Steve Ferrell, policy adviser to Mead, said the state intends to enter the lawsuit to argue that the roundup should proceed to stop the wild horses from hurting rangelands.
The BLM plans to use helicopters to gather nearly 900 wild horses from the White Mountain/Little Colorado herd management areas between Rock Springs and La Barge starting next month. The agency plans to castrate all the stallions it captures and release 177 of them back to the range.
The BLM estimates roughly 1,000 horses are in the area but says there should be no more than 400. Officials say they expect to capture 90 percent of the horses on the 60-mile wide area.
The Western Watersheds Project and American Wild Horse Preservation Campaign and others filed the lawsuit in Washington, D.C., this week against Interior Secretary Ken Salazar and BLM officials. The groups argue the roundup would violate federal law.
An agency spokeswoman has declined comment on the lawsuit.
"Overabundance of wild horses has impacts on the range," Ferrell said. "That creates impacts on rangeland use by livestock and habitat use by wildlife. And so these two particular herd management areas are over the appropriate level as defined by BLM now. We'd like to see these two gathers implemented so they can get back into the prescribed population level."
The state and the BLM entered an agreement in 2003 requiring the federal agency not to allow wild horse populations to exceed what the federal agency determines are appropriate levels. Mead, a rancher, earlier this week said overpopulation of wild horses must not be allowed to hurt rangelands.
"What I am seeking on our public lands is a balance," Mead had said. "Right now, with the number of wild horses on the range, there is an imbalance. We have a consent decree with the BLM on wild horse management, and we expect the BLM to abide by that decree."
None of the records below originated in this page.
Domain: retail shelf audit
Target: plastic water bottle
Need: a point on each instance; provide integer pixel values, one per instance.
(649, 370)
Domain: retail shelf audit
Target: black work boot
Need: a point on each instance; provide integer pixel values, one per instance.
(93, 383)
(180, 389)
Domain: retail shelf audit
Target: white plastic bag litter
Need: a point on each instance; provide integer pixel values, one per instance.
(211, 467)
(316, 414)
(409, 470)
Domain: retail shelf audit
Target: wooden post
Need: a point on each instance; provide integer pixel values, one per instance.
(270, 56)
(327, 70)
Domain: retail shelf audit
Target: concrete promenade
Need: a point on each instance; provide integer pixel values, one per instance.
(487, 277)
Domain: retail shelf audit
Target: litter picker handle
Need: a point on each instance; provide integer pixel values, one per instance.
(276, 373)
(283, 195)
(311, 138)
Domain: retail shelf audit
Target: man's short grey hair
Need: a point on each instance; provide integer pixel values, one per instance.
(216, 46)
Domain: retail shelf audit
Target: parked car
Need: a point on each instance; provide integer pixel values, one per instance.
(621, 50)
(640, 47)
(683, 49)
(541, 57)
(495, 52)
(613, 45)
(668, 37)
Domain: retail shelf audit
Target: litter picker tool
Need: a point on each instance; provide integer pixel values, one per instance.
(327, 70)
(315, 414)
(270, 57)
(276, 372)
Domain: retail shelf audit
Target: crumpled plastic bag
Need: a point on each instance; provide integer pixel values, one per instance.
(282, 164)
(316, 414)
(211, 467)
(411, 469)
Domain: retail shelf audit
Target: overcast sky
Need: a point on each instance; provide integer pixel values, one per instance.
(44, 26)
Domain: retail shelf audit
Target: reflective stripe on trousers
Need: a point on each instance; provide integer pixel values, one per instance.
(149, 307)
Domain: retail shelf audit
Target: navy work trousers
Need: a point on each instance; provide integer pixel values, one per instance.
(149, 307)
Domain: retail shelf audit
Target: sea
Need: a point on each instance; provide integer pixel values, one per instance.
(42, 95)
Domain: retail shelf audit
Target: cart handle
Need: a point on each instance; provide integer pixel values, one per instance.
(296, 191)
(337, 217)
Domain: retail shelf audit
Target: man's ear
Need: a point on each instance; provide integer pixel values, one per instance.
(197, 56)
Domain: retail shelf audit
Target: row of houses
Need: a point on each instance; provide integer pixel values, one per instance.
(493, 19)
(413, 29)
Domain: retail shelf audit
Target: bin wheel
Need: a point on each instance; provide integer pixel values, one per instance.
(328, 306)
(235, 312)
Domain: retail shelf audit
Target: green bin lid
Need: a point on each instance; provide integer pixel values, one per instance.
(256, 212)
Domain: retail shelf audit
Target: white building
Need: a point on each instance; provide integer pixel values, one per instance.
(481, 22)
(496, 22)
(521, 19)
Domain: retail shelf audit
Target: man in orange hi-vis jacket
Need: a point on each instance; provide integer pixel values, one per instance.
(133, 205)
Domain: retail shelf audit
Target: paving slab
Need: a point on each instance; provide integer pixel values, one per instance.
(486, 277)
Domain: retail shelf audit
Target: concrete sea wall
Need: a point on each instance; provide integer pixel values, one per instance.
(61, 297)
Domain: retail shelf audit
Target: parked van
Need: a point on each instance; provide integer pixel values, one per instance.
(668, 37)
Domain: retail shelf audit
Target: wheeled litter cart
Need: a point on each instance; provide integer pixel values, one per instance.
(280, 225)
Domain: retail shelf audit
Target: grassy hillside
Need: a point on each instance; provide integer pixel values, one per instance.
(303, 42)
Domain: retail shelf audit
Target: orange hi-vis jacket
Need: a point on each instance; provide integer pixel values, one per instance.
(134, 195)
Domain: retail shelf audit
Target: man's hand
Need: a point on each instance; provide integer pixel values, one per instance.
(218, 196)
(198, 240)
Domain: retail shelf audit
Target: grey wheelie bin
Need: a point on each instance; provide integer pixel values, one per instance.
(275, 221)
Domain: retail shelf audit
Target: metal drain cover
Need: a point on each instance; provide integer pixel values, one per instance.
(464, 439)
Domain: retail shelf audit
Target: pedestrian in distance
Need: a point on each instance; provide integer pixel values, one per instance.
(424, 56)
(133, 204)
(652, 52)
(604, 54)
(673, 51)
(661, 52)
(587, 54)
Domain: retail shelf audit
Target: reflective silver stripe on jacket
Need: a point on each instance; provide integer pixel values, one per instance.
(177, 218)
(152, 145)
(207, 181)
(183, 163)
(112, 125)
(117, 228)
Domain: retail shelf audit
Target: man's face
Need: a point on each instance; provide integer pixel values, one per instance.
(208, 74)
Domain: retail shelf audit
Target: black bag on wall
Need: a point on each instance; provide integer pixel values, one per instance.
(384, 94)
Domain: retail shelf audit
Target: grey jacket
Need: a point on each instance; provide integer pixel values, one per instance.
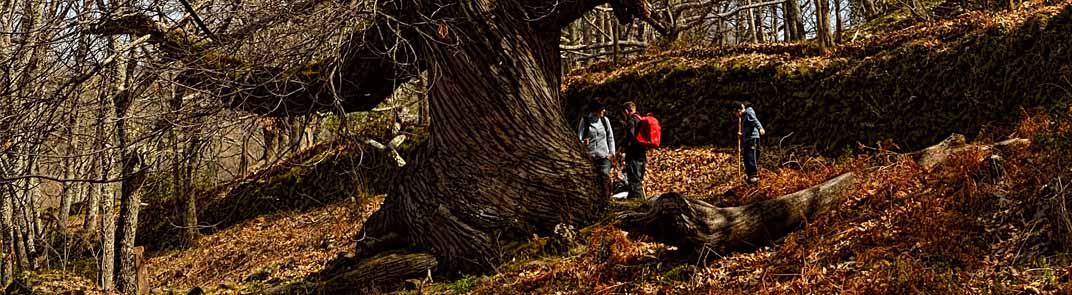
(749, 123)
(599, 134)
Jon Marvel of Hailey, Idaho, executive director of the Western Watersheds Project, said his group filed the lawsuit to try to counterbalance what it sees as the traditional behavior of the BLM and western politicians who believe the only legitimate uses of public lands are to support ranching and energy development.
"One of the great ironies of the American West is that politicians like Gov. Mead tend to intervene on the side of public lands ranchers and against wildlife and wildlife habitat, and the interests of the majority of the citizens of Wyoming and the United States," Marvel said.
Suzanne Roy, campaign director with the American Wild Horse Preservation Campaign, said she expects attorneys on Friday will ask a federal judge in Washington for a court order blocking the roundup. She said a hearing on the request could come as soon as next week.
"Even though Wyoming advertises its wild horses as a reason for people to come and visit, it's no surprise that the state is actively supporting efforts to get the wild horses off of public land," Roy said. "Like the BLM policy, the state's policy is driven by livestock interests. And it comes at the expense of our wild horses and a lot of other wild animals as well."